As you can see in the code above, I implemented a few debugging mechanisms to make sure the process works as intended. First of all, I made sure that there is a reasonable amount of matching features to be able to estimate the essential matrix and the relative poses:

if(firstInlierPts.size() < MIN_INLIERS) {
    std::cerr << "Not enough inliers for essential matrix estimation" << std::endl;
    return std::nullopt;
}

Aside from checking the number of valid inlier matches, I also check the validity of the essential matrix by making sure that it contains two equal singular values and one that is zero. I also validate the output of cv::recoverPose() to make sure that it is a rotation matrix:

constexpr double EPS = 1e-5;

bool isValidEssentialMatrix(const cv::Matx33d& mat) {
    cv::Vec3d singularVals;
    cv::SVD::compute(mat, singularVals, cv::SVD::NO_UV);

    int zeroInd = -1;
    for(int i = 0; i < 3; ++i) {
        if(std::abs(singularVals(i)) <= EPS) {
            zeroInd = i;
            break;
        }
    }
    if(zeroInd == 0) {
        return std::abs(singularVals(1) - singularVals(2)) <= EPS;
    } else if(zeroInd == 1) {
        return std::abs(singularVals(0) - singularVals(2)) <= EPS;
    } else if(zeroInd == 2) {
        return std::abs(singularVals(0) - singularVals(1)) <= EPS;
    } else {
        return false;
    }
}

bool isValidRotationMatrix(const cv::Matx33d& mat) {
    cv::Matx33d tmp;
    cv::absdiff((mat.t() * mat), cv::Matx33d::eye(), tmp);
    return cv::sum(tmp)(0) <= EPS && std::abs(cv::determinant(mat) - 1) <= EPS;
}

To make sure that the matching features actually make sense, I also displayed them in a side-by-side view and verified that they actually represent corresponding points in the pictures:

At this point, I'm running out of ideas on what other things I could do to find out why my code is not working. Am I missing something here or am I using OpenCV incorrectly? Why do I get nonsense data for the poses here? Is there a bug in the OpenCV code itself? (I'm using version 4.7.0)

Answer 1

We know about the dataset:

The resolution of the images is 640x480 pixels, the baseline of the stereo camera is 10cm and the focal length of the camera is 615 pixels.

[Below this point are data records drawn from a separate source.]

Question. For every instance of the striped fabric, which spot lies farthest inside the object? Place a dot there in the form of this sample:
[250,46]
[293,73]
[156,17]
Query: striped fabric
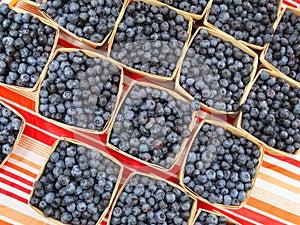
[275,199]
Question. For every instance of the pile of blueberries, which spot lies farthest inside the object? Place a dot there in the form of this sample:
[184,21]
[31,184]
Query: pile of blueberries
[206,218]
[192,6]
[271,113]
[25,46]
[151,125]
[215,72]
[79,90]
[150,38]
[249,20]
[76,185]
[92,20]
[146,201]
[10,125]
[284,50]
[221,166]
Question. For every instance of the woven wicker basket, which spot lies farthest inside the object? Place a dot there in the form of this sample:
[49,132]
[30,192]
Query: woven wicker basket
[238,120]
[144,74]
[227,38]
[236,132]
[176,96]
[89,147]
[90,54]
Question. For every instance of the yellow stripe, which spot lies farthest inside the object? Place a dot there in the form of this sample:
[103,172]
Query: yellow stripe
[25,161]
[18,216]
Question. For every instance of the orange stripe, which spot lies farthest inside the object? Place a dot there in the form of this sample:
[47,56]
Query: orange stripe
[20,169]
[279,183]
[2,222]
[23,160]
[273,210]
[18,216]
[281,170]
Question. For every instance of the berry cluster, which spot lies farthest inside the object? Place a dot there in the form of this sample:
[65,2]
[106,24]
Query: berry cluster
[10,125]
[207,218]
[25,46]
[92,20]
[284,50]
[220,166]
[150,38]
[215,72]
[151,125]
[272,113]
[76,185]
[146,201]
[190,6]
[249,20]
[80,90]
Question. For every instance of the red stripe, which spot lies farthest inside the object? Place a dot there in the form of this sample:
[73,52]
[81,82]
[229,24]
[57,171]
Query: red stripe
[290,4]
[66,44]
[12,195]
[16,177]
[285,159]
[9,183]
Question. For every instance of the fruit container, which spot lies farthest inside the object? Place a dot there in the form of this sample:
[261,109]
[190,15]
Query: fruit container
[253,46]
[184,141]
[236,132]
[193,15]
[152,176]
[142,73]
[72,141]
[229,221]
[92,55]
[238,120]
[88,42]
[226,38]
[48,23]
[267,64]
[22,127]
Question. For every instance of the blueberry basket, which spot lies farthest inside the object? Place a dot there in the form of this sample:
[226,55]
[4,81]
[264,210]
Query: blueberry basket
[182,143]
[144,178]
[225,38]
[138,71]
[239,118]
[296,60]
[251,45]
[95,154]
[31,5]
[75,125]
[19,134]
[46,23]
[211,158]
[195,16]
[214,216]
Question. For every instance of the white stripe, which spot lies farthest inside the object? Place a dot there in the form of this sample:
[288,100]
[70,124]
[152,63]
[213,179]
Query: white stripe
[43,131]
[269,215]
[287,200]
[18,173]
[9,220]
[242,217]
[14,190]
[15,181]
[31,156]
[23,165]
[26,209]
[283,164]
[280,176]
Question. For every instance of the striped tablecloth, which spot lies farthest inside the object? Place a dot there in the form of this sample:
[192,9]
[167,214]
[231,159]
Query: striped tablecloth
[275,199]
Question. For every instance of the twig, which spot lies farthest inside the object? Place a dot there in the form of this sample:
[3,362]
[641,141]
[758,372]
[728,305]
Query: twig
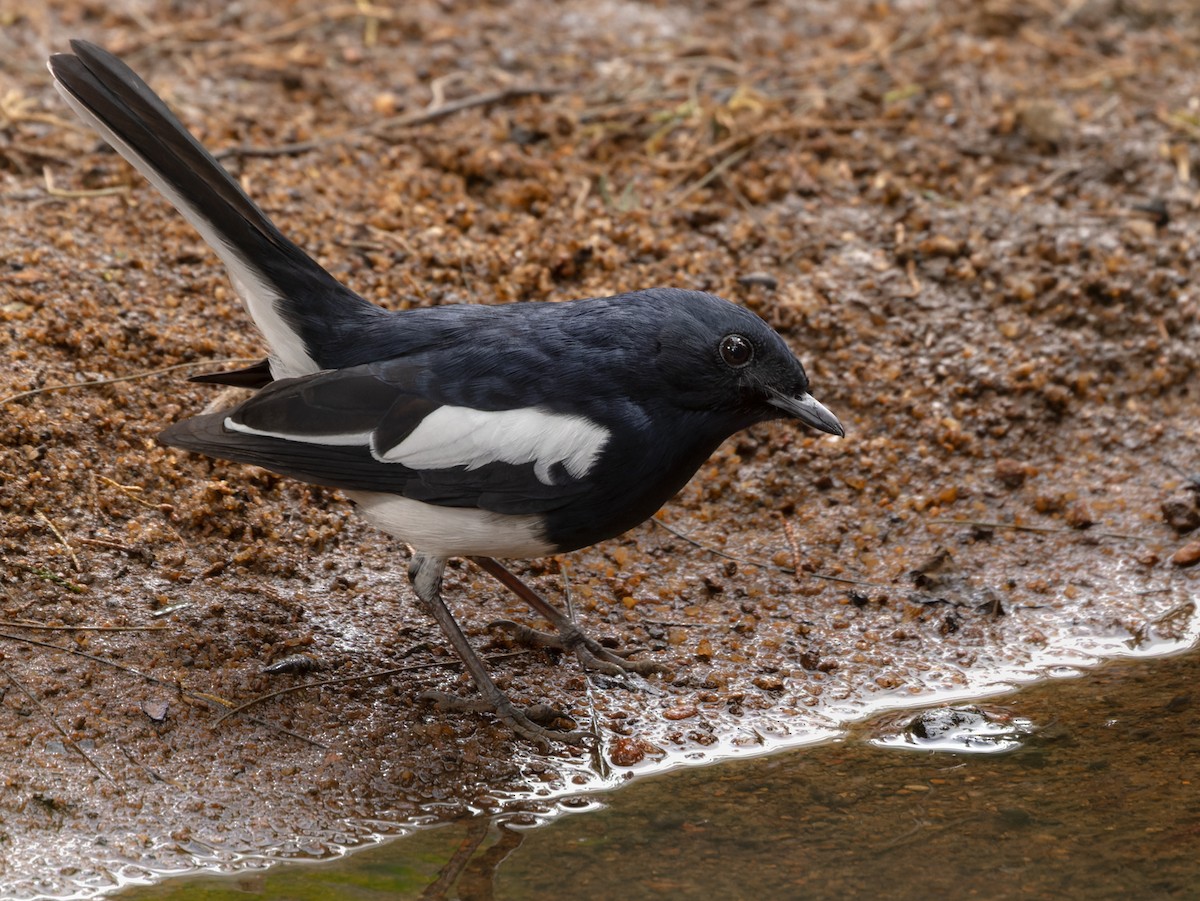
[790,534]
[765,564]
[53,191]
[11,624]
[54,722]
[58,534]
[42,572]
[727,162]
[1048,530]
[210,700]
[131,492]
[407,120]
[341,679]
[132,377]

The camera matrix contains the focal length and the optical center.

The optical center is usually placed in the center of the image. The ideal values are cx = (width-1) / 2 and cy = (height-1) / 2.

Minus one half because pixel centers are integer, and if you imagine an image that is 4 pixels wide, the center would sit between the middle two pixels, which would be the coordinate 1.5 = (4-1) / 2.

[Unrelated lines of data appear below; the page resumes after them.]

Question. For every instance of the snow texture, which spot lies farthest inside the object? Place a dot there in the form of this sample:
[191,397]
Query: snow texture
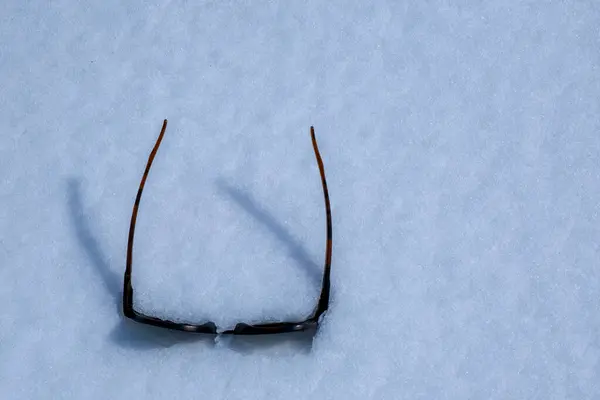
[461,142]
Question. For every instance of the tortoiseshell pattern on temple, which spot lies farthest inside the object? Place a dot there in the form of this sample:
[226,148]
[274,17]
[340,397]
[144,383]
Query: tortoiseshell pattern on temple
[241,328]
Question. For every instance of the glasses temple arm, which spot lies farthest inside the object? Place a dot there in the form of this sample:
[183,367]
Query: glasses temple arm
[127,288]
[323,303]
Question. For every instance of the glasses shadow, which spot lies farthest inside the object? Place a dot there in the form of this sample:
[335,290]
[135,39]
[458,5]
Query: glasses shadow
[295,250]
[131,335]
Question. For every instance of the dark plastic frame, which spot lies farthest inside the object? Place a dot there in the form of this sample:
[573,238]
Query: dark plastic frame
[311,323]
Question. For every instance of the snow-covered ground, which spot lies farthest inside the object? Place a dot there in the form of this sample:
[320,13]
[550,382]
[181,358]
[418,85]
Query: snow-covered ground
[461,143]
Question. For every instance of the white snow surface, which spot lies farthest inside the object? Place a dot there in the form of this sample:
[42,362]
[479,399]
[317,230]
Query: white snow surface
[461,142]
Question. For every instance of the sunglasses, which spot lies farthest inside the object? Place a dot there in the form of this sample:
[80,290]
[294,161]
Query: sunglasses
[241,328]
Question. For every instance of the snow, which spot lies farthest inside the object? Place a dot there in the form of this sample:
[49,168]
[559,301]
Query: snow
[461,144]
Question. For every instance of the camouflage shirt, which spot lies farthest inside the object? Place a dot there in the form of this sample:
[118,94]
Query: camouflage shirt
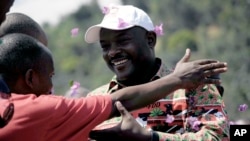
[183,115]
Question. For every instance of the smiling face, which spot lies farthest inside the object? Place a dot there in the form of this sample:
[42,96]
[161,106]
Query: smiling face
[128,53]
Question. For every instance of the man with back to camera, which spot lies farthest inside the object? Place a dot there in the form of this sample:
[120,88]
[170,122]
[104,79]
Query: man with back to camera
[128,37]
[4,91]
[27,67]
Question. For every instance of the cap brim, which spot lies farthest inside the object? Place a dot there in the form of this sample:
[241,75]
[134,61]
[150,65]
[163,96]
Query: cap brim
[92,34]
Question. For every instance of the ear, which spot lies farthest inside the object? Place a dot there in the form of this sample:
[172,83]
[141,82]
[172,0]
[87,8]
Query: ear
[29,78]
[151,36]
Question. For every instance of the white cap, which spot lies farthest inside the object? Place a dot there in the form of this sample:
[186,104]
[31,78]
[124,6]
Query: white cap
[120,18]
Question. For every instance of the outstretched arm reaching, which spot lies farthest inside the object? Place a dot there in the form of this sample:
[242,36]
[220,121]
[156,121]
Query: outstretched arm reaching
[187,75]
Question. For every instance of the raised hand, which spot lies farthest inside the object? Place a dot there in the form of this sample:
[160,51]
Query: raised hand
[195,73]
[127,130]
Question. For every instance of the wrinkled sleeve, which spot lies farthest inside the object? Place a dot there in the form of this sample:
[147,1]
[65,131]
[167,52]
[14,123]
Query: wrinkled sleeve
[209,109]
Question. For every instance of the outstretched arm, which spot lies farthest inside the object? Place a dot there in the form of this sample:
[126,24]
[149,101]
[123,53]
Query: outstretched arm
[187,75]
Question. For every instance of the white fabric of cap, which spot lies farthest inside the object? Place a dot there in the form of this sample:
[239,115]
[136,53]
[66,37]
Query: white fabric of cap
[130,15]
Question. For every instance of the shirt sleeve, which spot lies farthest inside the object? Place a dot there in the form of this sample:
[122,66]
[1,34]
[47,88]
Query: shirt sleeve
[207,108]
[79,116]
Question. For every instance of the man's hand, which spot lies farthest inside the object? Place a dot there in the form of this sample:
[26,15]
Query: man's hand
[194,73]
[127,130]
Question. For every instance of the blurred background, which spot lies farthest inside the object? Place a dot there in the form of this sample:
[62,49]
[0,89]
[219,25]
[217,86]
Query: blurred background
[210,28]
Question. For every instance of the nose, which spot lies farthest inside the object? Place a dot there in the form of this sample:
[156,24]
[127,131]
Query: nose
[113,50]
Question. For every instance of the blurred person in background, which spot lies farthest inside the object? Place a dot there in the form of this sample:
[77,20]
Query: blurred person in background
[128,37]
[7,109]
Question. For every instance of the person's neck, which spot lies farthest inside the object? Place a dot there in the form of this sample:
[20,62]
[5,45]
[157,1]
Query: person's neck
[142,77]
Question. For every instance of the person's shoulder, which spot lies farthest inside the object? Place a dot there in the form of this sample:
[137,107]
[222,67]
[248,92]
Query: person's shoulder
[100,90]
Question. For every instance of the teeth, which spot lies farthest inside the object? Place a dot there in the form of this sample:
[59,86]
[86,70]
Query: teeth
[120,62]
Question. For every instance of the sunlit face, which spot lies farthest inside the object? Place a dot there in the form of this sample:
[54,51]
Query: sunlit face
[4,8]
[126,52]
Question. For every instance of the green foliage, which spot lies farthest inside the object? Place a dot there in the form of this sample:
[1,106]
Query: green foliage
[211,28]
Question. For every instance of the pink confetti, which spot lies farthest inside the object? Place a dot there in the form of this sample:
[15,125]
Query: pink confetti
[74,32]
[105,10]
[159,30]
[74,87]
[243,107]
[194,122]
[122,23]
[169,119]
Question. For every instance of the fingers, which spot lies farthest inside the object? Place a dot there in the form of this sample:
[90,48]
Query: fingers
[212,81]
[187,56]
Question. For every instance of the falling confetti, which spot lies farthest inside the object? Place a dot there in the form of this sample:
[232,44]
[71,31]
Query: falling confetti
[159,30]
[74,88]
[105,10]
[243,107]
[74,32]
[169,119]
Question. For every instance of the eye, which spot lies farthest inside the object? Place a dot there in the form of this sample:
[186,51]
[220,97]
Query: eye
[123,41]
[105,46]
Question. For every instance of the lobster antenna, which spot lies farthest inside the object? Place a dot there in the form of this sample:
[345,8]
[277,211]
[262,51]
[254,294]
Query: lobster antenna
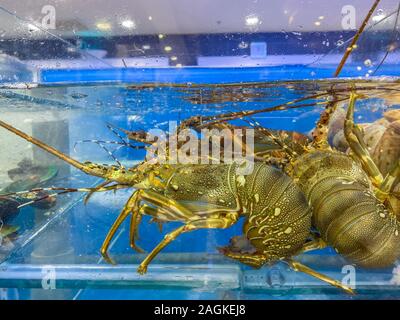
[62,191]
[255,124]
[100,143]
[44,146]
[352,45]
[393,38]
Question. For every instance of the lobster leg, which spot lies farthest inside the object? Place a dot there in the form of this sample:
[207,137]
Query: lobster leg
[179,212]
[354,138]
[122,216]
[96,189]
[255,260]
[222,222]
[391,179]
[297,266]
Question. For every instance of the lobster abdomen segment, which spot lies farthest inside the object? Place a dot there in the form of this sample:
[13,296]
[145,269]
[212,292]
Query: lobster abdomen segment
[345,211]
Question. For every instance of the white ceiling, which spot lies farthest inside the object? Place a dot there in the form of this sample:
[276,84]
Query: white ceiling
[182,16]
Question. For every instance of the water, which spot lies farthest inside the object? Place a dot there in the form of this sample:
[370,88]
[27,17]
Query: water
[62,240]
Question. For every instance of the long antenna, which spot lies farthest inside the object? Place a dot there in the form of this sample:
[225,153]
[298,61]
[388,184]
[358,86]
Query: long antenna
[352,46]
[44,146]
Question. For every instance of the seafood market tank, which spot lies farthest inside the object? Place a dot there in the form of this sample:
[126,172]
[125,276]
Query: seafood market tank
[94,81]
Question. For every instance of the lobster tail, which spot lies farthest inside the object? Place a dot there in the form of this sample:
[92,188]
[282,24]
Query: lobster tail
[345,211]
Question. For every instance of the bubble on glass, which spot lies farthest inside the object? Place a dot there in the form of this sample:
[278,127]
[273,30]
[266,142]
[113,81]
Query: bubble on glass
[339,43]
[243,45]
[368,62]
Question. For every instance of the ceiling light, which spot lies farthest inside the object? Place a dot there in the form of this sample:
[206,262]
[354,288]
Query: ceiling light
[252,20]
[129,24]
[103,26]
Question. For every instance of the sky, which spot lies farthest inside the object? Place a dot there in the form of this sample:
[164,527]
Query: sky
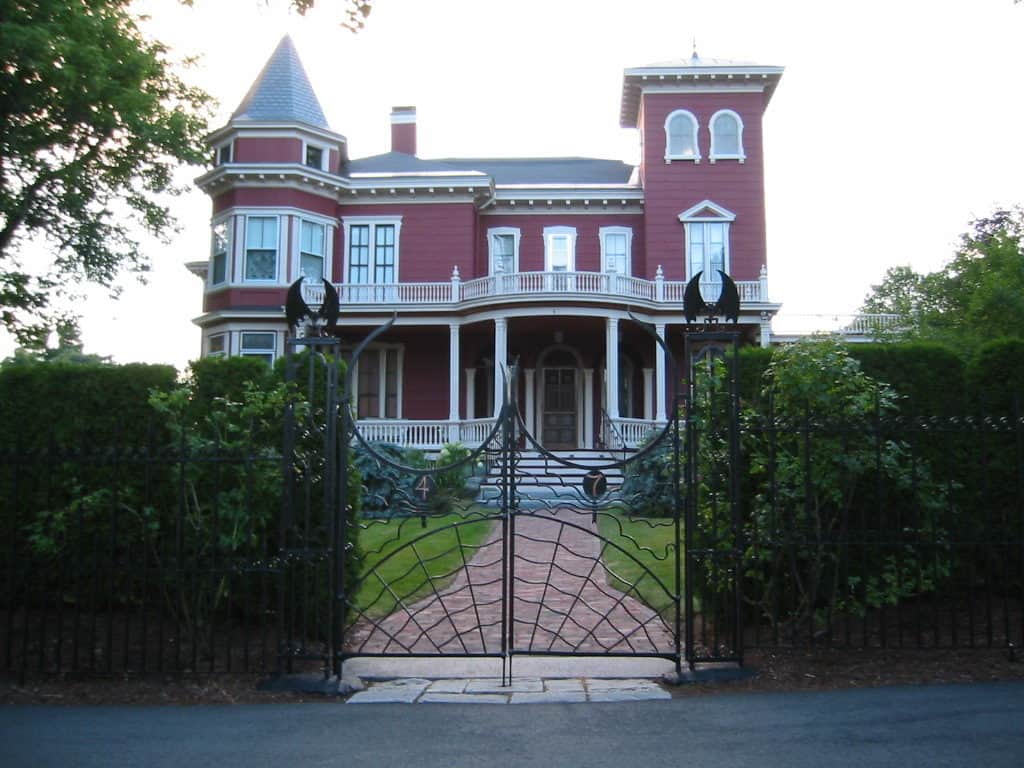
[895,124]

In the code, this camera matrix is given:

const cv::Matx33d CAMERA_MAT( // good for images sized 1280 x 960
    615,   0, 640,
      0, 615, 480,
      0,   0,   1);

This would imply an image sized roughly 1280 by 960.

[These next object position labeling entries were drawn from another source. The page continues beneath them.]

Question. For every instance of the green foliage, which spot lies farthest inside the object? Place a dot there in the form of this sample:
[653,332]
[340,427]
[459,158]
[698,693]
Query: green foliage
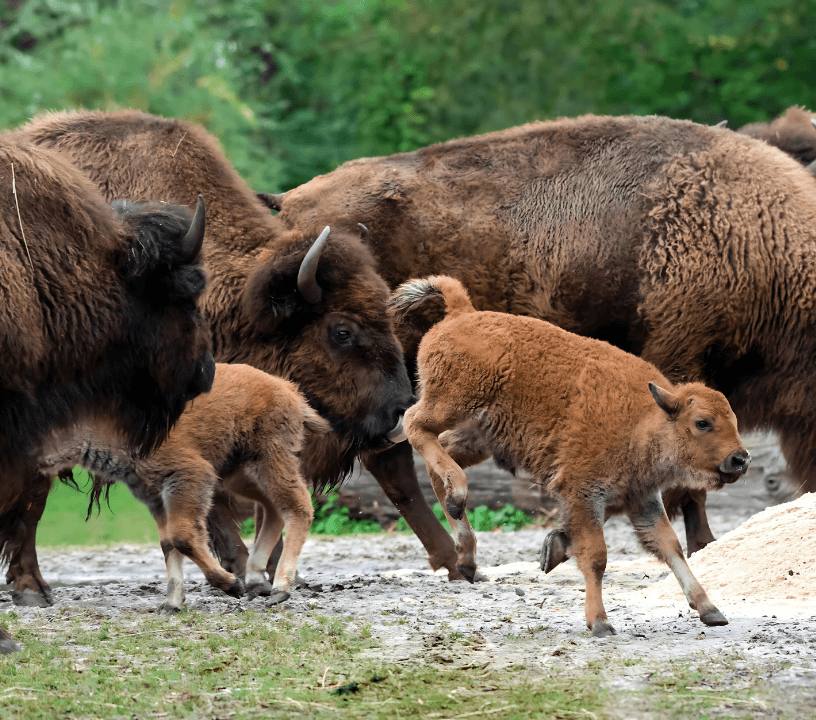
[294,89]
[482,518]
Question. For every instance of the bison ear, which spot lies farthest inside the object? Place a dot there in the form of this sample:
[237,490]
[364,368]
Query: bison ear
[270,297]
[271,200]
[665,400]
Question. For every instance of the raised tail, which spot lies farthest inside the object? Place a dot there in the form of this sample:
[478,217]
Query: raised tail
[433,298]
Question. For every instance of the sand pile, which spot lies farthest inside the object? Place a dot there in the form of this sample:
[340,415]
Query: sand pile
[771,556]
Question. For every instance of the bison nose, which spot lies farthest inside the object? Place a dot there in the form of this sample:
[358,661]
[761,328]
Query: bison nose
[737,462]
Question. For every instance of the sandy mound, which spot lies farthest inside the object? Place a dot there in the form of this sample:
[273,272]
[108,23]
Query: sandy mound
[771,556]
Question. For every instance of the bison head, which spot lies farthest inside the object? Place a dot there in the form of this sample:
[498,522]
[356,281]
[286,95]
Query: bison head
[321,307]
[704,436]
[163,357]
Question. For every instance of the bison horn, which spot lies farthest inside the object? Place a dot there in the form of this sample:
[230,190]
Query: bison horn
[192,241]
[271,200]
[307,275]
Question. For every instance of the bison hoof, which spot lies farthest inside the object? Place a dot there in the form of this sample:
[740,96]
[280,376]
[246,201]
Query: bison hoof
[32,598]
[277,597]
[237,589]
[553,550]
[258,589]
[713,617]
[601,628]
[455,507]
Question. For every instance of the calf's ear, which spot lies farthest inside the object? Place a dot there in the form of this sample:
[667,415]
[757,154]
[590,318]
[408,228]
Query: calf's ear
[664,399]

For a 640 by 480 image, a more sensible matrix would instead be

const cv::Matx33d CAMERA_MAT( // good for images sized 640 x 480
    615,   0, (640-1)/2,
      0, 615, (480-1)/2,
      0,   0,   1);

A projection matrix with the optical center in the bottom right corner is highly unusual but not impossible. It would arise from cropping a 1280 x 960 sensor image down to the top left quarter. Such cropping (leaving left and top as is) would not move the optical center.

---

By the way, assuming f = 615, you can calculate the field of view. These derive from the projection matrix, with some simplification:

• horizontal: tan(theta/2) * f = width/2 => HFoV ~55.0°
• vertical: tan(theta/2) * f = height/2 => VFoV ~42.6°
• diagonal: tan(theta/2) * f = hypot(width,height)/2 => DFoV ~66.1°

That is, without taking lens distortion into account.

---

Since this is a stereo pair, you might plan to calculate a disparity map. Disparity and distance (along Z, not euclidean) are related by the "baseline", a kind of inter-pupillary distance (IPD).

We have a triangle spanned by the eyes and the 3D point, where you can assume (w.l.o.g.) one eye looking directly at it, and the other "missing" the point by some distance in pixels.

The equations on that triangle:

• tan(alpha) * f [px] = disparity [px]
• tan(alpha) * distance [m] = baseline [m]

Combined:

• distance [m] * disparity [px] = baseline [m] * f [px]

Rearrange to taste.

• A disparity of 1 pixel gives a distance of 61.5 meters.
• A distance of 1 meter gives a disparity of 61.5 pixels.

---

Given all that, we can also calculate the displacement in X/Y of some point, given its distance (along Z, not euclidean) and screen coordinate (relative to optical center).

• X[m] / Z[m] * f + cx = x[px]
• X[m] = (x[px] - cx) / f * Z[m]

So if there's a point one meter away and its screen coordinate is x = 300, then x-cx = 300-319.5 = -19.5, and X [m] = -0.0317 [m]. If it's ten meters away, that would be X[m] = -0.317 [m]